The caller from Victor was concerned about box elder bugs (vacuum them up). The guy from Missoula wanted to know how to take care of ants and earwigs in his strawberry patch (traps for the earwigs, but if there is a major ant hill, move the strawberry plants). What about wind energy generation? (Contact MSU Extension Specialist Sara Hamlin (406) 582-5700.) From Havre, where can I get more information about the "natural beef" program (the Montana Department of Agriculture is still developing natural beef guidelines). From Bozeman: "I just chased 11 deer over into Hayden's yard. What can he do about them?" (a fence nine feet tall or a dog).

The questions go on, from night crawlers to wind-powered irrigation, how to measure timber before a sale to how to keep woodpeckers from pounding on cedar siding.

"Here's one from someone who's called twice," Hayden says on a Monday after the show. "It's underlined with exclamation points. That means they were angry."

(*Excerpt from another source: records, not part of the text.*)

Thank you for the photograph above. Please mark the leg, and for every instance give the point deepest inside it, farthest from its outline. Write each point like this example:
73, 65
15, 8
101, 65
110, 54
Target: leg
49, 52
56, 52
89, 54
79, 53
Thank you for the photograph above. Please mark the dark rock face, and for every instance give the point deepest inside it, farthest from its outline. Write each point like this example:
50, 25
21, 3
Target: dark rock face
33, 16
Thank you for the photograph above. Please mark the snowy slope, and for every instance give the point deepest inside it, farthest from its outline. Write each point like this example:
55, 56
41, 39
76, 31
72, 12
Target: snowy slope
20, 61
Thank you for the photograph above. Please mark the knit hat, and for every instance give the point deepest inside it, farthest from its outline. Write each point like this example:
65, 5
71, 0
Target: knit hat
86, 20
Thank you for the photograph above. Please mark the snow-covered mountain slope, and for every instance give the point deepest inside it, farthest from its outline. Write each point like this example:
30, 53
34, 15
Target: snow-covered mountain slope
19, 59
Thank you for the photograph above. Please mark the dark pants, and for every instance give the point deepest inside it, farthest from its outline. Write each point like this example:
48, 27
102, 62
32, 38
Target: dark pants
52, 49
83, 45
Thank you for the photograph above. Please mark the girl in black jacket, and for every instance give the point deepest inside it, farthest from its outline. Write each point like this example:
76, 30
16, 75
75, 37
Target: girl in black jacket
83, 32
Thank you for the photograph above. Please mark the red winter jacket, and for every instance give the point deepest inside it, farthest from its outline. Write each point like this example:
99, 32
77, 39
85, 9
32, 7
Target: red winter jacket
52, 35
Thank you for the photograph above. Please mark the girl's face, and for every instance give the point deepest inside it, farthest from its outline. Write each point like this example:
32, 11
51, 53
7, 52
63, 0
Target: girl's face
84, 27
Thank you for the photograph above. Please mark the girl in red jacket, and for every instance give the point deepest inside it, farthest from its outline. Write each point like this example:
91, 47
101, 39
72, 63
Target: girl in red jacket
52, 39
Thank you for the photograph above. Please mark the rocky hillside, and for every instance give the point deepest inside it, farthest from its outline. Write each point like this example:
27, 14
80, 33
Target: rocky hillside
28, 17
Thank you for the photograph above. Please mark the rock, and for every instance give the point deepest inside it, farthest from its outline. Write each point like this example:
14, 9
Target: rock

Even when people get angry, Hayden says moderating is the easiest part of the show.

"I don't have to know anything," Hayden says. "They've been looking for 16 years for someone who knows less than I do, but they haven't found anyone so I still have the job."

Program producer Chris Seifert says she's not looking for anybody else to moderate; she doesn't want to face the angry calls she would get if she did.

"If Hayden isn't there, we get calls," says Seifert, who has produced the show since its fifth season.

"As I understand land grant universities, we are supposed to get information to folks and to gather information," Seifert says. "A MontGuide (factsheet) is great, but there is no reciprocal information. On AgLive, we hear what people are concerned about."

Even with volunteer panelists and telephone operators and students behind the cameras, "Montana AgLive" wouldn't be possible without contributions and sponsors, Riesselman said. Sponsors include the Montana Department of Agriculture, MSU Extension Service, Montana Agricultural Experiment Station, Montana Wheat and Barley Committee, the Montana Bankers Association and Gallatin Gardeners Club.